Ciò che con troppa fretta e superficialità l’Umbria sembra aver derubricato è stato al contrario confermato dal Tribunale del riesame di Catanzaro, che, reputando legittime le tesi dell’accusa, conferma che quanto avvenuto in Umbria trattasi di infiltrazioni malavitose evidenti con alcune ‘ndrine della ‘ndrangheta Calabrese.
Quella che in un primo momento è sembrata una notizia importante, purtroppo, lentamente si è sgonfiata fino quasi a scomparire dalle pagine dei giornali e da quelle della politica. Alle roboanti affermazioni sulla legalità e il fermo contrasto alla criminalità organizzata si è lentamente sostituita l’apatia e il distacco. All’indignazione e alle prese di posizione dei primi giorni, si è andata lentamente sostituendo l’indifferenza. Cosicché ciò che riempiva le pagine e la cronaca locale si è alla fine ricomposto nei soliti e limitati ambiti di resistenza al fenomeno mafioso. Questo è in generale un grave errore, ma per l’Umbria lo è ancora di più.
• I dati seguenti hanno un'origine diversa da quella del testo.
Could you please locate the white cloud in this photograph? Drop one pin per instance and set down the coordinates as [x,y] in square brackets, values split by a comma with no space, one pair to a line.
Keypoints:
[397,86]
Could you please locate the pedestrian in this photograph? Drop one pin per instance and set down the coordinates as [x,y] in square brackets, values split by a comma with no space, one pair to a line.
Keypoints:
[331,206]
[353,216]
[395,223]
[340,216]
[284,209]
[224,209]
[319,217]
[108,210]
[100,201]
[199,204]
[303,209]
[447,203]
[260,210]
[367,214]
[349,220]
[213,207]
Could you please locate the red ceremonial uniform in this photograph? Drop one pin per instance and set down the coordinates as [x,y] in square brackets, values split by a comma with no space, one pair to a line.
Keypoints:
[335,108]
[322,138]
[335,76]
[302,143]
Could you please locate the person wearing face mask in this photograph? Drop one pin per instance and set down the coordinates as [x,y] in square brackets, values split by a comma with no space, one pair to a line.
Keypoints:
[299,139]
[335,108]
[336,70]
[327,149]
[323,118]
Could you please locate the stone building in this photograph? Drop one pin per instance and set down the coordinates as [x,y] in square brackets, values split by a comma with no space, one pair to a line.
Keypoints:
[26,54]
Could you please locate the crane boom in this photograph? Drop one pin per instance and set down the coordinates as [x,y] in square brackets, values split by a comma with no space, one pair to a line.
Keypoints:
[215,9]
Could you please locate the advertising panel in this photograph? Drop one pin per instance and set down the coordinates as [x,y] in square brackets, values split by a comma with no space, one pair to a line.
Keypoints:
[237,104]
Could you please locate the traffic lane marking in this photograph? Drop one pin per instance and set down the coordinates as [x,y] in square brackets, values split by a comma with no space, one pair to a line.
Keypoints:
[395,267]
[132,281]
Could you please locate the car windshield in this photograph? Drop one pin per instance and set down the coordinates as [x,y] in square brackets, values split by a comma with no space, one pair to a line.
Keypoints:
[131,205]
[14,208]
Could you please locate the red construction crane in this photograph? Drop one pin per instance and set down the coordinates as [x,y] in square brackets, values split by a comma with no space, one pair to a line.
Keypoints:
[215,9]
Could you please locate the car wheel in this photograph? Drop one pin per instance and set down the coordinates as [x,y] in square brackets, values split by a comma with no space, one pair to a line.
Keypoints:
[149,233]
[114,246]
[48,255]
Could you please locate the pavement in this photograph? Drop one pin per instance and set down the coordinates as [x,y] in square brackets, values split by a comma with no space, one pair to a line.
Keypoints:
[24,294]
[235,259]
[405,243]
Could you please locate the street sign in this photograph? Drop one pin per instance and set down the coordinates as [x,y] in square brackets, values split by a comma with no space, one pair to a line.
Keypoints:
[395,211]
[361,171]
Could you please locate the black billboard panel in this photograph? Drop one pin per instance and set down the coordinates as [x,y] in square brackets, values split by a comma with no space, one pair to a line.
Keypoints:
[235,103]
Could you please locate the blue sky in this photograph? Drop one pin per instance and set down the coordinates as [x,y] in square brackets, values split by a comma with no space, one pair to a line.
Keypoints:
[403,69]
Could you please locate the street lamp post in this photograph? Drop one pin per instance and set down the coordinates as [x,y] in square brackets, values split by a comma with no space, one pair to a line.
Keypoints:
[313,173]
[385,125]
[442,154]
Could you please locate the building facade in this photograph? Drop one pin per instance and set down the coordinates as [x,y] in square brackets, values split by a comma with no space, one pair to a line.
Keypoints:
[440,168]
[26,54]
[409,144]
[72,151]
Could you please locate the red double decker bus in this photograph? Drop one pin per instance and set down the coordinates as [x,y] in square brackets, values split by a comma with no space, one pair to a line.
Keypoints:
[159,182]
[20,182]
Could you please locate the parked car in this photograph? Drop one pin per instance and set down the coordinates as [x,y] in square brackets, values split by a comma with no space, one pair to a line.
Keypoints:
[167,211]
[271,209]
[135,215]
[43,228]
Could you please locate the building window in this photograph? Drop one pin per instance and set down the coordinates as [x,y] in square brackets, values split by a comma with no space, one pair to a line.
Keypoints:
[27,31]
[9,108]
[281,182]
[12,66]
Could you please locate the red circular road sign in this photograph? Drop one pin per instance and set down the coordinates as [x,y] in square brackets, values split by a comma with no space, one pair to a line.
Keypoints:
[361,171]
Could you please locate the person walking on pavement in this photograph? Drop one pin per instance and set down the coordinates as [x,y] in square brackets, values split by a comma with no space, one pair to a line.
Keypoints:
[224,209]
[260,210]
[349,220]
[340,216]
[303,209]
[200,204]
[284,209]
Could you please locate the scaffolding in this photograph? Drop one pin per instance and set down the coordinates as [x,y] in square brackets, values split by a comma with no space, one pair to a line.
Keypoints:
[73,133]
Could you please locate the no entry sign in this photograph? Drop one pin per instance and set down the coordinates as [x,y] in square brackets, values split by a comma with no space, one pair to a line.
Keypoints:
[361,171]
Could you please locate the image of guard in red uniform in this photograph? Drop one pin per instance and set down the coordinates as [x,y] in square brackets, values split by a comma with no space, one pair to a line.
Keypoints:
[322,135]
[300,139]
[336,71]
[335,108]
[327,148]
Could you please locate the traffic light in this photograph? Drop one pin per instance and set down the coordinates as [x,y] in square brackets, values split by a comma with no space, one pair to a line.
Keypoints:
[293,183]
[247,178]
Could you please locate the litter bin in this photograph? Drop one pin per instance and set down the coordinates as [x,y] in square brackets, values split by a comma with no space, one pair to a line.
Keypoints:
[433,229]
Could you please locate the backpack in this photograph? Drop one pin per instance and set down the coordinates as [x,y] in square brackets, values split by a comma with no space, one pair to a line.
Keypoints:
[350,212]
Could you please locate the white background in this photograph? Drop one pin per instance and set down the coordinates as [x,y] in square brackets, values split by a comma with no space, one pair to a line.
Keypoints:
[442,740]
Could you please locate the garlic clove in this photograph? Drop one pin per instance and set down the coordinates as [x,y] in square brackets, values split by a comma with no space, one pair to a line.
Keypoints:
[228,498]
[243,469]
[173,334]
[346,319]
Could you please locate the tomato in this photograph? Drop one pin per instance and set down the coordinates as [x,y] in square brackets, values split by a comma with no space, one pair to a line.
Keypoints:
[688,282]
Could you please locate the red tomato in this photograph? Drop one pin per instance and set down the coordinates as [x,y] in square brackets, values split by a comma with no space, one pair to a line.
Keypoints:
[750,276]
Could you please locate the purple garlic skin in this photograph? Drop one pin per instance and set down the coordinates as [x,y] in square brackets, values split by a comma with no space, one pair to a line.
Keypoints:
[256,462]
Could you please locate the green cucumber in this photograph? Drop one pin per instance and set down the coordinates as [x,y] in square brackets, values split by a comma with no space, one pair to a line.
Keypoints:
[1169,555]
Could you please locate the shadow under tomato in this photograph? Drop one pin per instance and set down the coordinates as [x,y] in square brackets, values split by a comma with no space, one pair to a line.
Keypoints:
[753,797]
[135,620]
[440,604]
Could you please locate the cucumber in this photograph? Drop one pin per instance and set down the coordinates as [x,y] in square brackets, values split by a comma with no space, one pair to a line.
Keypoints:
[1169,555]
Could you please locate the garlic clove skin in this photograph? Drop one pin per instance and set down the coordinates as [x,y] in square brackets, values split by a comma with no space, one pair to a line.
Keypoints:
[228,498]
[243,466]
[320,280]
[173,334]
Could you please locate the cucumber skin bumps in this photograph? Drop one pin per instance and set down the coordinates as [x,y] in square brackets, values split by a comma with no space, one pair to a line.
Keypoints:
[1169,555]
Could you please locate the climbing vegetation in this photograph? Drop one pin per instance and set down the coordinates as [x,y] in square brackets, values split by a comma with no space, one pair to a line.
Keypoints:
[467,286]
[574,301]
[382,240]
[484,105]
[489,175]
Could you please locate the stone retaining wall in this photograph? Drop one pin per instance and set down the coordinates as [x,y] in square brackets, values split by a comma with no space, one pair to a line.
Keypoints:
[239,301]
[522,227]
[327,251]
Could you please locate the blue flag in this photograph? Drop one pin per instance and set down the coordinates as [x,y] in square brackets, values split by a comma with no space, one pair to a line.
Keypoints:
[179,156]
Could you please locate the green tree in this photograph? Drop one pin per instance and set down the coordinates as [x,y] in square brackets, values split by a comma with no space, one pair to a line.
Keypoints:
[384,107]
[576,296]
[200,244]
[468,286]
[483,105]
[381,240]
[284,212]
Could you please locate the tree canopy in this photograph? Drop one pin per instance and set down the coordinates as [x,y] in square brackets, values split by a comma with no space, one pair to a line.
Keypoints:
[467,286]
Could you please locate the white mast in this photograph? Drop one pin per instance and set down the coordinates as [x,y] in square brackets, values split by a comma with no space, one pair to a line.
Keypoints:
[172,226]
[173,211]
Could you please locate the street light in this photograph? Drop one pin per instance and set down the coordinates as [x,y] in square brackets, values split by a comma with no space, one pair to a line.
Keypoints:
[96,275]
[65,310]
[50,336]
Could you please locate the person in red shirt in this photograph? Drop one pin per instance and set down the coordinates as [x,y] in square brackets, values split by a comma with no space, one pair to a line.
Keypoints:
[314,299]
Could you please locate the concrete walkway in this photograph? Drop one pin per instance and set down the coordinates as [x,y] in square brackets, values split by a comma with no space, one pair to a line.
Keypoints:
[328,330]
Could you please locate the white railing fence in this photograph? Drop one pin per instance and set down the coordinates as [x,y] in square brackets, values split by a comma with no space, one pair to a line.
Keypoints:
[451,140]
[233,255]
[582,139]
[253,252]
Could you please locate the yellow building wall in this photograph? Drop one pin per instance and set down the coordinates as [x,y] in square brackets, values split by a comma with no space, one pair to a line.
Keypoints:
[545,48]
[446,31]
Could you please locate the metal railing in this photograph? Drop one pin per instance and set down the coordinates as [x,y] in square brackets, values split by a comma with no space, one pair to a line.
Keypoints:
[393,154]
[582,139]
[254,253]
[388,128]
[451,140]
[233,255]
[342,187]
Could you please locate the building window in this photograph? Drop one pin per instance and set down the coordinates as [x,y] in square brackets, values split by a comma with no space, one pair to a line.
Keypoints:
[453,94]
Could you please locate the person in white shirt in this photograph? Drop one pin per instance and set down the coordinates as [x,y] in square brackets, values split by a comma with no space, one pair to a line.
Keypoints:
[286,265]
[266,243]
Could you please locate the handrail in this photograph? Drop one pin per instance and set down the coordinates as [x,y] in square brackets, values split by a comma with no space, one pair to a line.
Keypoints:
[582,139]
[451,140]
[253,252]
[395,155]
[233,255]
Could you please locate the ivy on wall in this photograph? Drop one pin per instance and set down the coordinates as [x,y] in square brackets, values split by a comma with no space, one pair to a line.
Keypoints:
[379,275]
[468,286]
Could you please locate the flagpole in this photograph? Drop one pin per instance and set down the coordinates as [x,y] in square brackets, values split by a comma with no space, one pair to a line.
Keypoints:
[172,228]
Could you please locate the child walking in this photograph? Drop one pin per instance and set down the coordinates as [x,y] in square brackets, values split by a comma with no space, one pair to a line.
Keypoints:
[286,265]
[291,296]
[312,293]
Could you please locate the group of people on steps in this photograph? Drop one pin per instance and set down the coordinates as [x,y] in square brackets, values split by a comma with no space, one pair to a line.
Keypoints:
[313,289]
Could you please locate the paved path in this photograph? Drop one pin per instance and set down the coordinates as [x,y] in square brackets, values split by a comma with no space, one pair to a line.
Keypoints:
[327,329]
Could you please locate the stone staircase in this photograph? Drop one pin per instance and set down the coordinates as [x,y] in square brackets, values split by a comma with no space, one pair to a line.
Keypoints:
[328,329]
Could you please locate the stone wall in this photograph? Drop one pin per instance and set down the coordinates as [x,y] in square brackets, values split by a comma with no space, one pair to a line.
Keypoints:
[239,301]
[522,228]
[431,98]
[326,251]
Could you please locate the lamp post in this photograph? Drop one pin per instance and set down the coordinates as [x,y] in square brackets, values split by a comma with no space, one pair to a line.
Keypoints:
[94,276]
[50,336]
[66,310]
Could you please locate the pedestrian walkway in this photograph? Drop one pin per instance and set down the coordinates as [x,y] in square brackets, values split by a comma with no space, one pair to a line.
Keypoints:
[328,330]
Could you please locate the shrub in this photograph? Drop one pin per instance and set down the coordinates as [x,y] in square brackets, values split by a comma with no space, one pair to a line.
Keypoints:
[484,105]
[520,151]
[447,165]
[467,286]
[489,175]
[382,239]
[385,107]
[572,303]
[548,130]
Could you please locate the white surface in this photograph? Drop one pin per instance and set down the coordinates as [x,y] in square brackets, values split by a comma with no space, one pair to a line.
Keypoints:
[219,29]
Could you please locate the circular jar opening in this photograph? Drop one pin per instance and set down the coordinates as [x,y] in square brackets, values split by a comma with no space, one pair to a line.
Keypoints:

La nostra regione, prevalentemente per cause derivanti dalla perdurante stagnazione economica e dal peggioramento delle condizioni generali, si rende più che in passato permeabile alle penetrazioni mafiose. Il declino della classe media, delle professioni e delle opportunità di lavoro in generale stanno da anni erodendo la cultura dominante della solidarietà e delle relazioni sociali. Tutto è diventato più liquido e confuso e la ricerca del reddito trova sempre più spesso nuove forme dal carattere cinico e opportunistico, agevolato dalla cetomedizzazione del sistema, dal familismo amorale e dalla politica del consenso.
Questa deriva è ben visibile nei tanti processi intentati contro la gestione della cosa pubblica, dell’ambiente, le clientele e forme sempre più esplicite di corruzione dilagante, nella disinvoltura delle classi dirigenti e di molti sedicenti imprenditori e procacciatori d’affari. Andrebbe inoltre considerato il declino e l’impreparazione di una classe politica inadeguata, frutto di un cambiamento dai caratteri antropologici, che ha visto svoltare non senza stupore il consenso da un modello solidaristico, responsabile e inclusivo a uno egoistico, individualista e divisivo, alimentato da percezione, insicurezza e disinformazione.
Recessione economica, disinvoltura e impreparazione della politica e delle classi dirigenziali pubbliche e private, unite a forme associative poco chiare come quella massonica – più volte richiamata nell’indagine e molto presente in Umbria –, concorrono a delineare un sistema di fragilità estremamente preoccupante e pervasivo del tessuto regionale. Anche in Umbria purtroppo dobbiamo avere il coraggio di ammettere di non potere più considerarci immuni da forme di declino morale e sociale, né al sicuro da comportamenti opachi se non esplicitamente illegali. Nei fatti degli ultimi anni, sanitopoli, appaltopoli e concorsopoli, sono visibili tutti i germi di una deriva culturale e morale della nostra regione. Un fatto che andrebbe affrontato con determinazione, coinvolgimento e tanta trasparenza e coraggio, evitando di negarlo o sottovalutarlo, come purtroppo ancora una volta sembra stia accadendo.
Se tra i fattori scatenanti, come detto, vi è quello economico, allora è bene considerare che l’Umbria in questo senso soffrirà ancora per lungo tempo di uno stato di stagnazione, che la renderà ancora più debole ed esposta alle penetrazioni malavitose in ogni ambito e a ogni livello. Per questo la credibilità delle vicende confermate dal tribunale calabrese non devono essere sottovalutate, perché da ciò che sapremo fare oggi, nel contrasto alla mafia, passerà il futuro e la qualità della vita dei nostri figli e delle nostre comunità.Nessuno sottovaluti il problema dunque, né si senta al sicuro.